From the Toledo Blade:
EDITORIAL
More sunshine in Michigan
Published: Sunday, 2/7/2016
http://www.toledoblade.com/Editorials/2016/02/07/More-sunshine-in-Michigan.html
... A recent report by the Center for Public Integrity ranks Michigan dead last in government transparency. One big reason: The governor’s office and Legislature are both legally exempt from the state Freedom of Information Act. In Ohio and nearly all other states, the executive and legislative branches are subject to “sunshine” laws.
After his office was engulfed by the Flint water scandal, Governor Snyder made a show last month of releasing his emails on the crisis from 2014 and 2015 — a move reminiscent of tactics employed by a desperate President Richard Nixon to prevent disclosure of the Watergate tapes.

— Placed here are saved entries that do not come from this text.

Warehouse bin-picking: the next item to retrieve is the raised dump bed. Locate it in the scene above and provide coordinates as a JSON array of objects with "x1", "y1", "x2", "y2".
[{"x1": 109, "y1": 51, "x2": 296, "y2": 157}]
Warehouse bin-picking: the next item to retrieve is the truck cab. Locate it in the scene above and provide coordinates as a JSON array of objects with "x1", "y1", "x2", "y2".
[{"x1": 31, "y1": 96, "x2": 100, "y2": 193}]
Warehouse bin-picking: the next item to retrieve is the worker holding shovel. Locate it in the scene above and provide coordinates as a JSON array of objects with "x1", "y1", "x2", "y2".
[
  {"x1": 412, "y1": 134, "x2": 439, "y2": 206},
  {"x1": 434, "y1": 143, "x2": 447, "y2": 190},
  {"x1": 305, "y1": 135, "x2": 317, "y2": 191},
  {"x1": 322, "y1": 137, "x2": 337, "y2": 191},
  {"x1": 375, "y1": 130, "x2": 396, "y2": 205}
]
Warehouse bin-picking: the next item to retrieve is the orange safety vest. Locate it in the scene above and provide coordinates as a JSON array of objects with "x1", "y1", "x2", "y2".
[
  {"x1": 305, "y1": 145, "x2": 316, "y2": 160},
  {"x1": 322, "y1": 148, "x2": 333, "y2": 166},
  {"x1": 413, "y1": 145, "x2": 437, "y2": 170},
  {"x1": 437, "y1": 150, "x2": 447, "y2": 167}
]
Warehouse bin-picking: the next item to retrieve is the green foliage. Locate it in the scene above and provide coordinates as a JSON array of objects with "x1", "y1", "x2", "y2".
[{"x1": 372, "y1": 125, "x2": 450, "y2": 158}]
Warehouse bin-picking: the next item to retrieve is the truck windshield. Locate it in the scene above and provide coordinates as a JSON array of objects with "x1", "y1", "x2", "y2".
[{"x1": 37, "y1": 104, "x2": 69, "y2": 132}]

Some of the Snyder emails were heavily redacted.
The governor did not release communications involving his executive-office point person on Flint. Nor were any emails disclosed from 2013, when crucial early decisions may have been made.
Michigan passed its open records law in 1976, in the wake of the Watergate scandal. With the tainted-water scandal a national embarrassment, the state needs a new law that makes the executive and legislative branches as transparent as possible, with exemptions only for matters of personal privacy.
Mr. Snyder took office vowing to support transparency in government — a pledge he has done nothing to fulfill. Extending the Freedom of Information Act to those who do the people’s business in Lansing would be an ideal way to start.
Mr. Snyder was a successful businessman. This is yet another of the millions of examples that success in one field does not necessarily nor often easily transfer into another field. People who support candidates, saying that they think business-like please take note.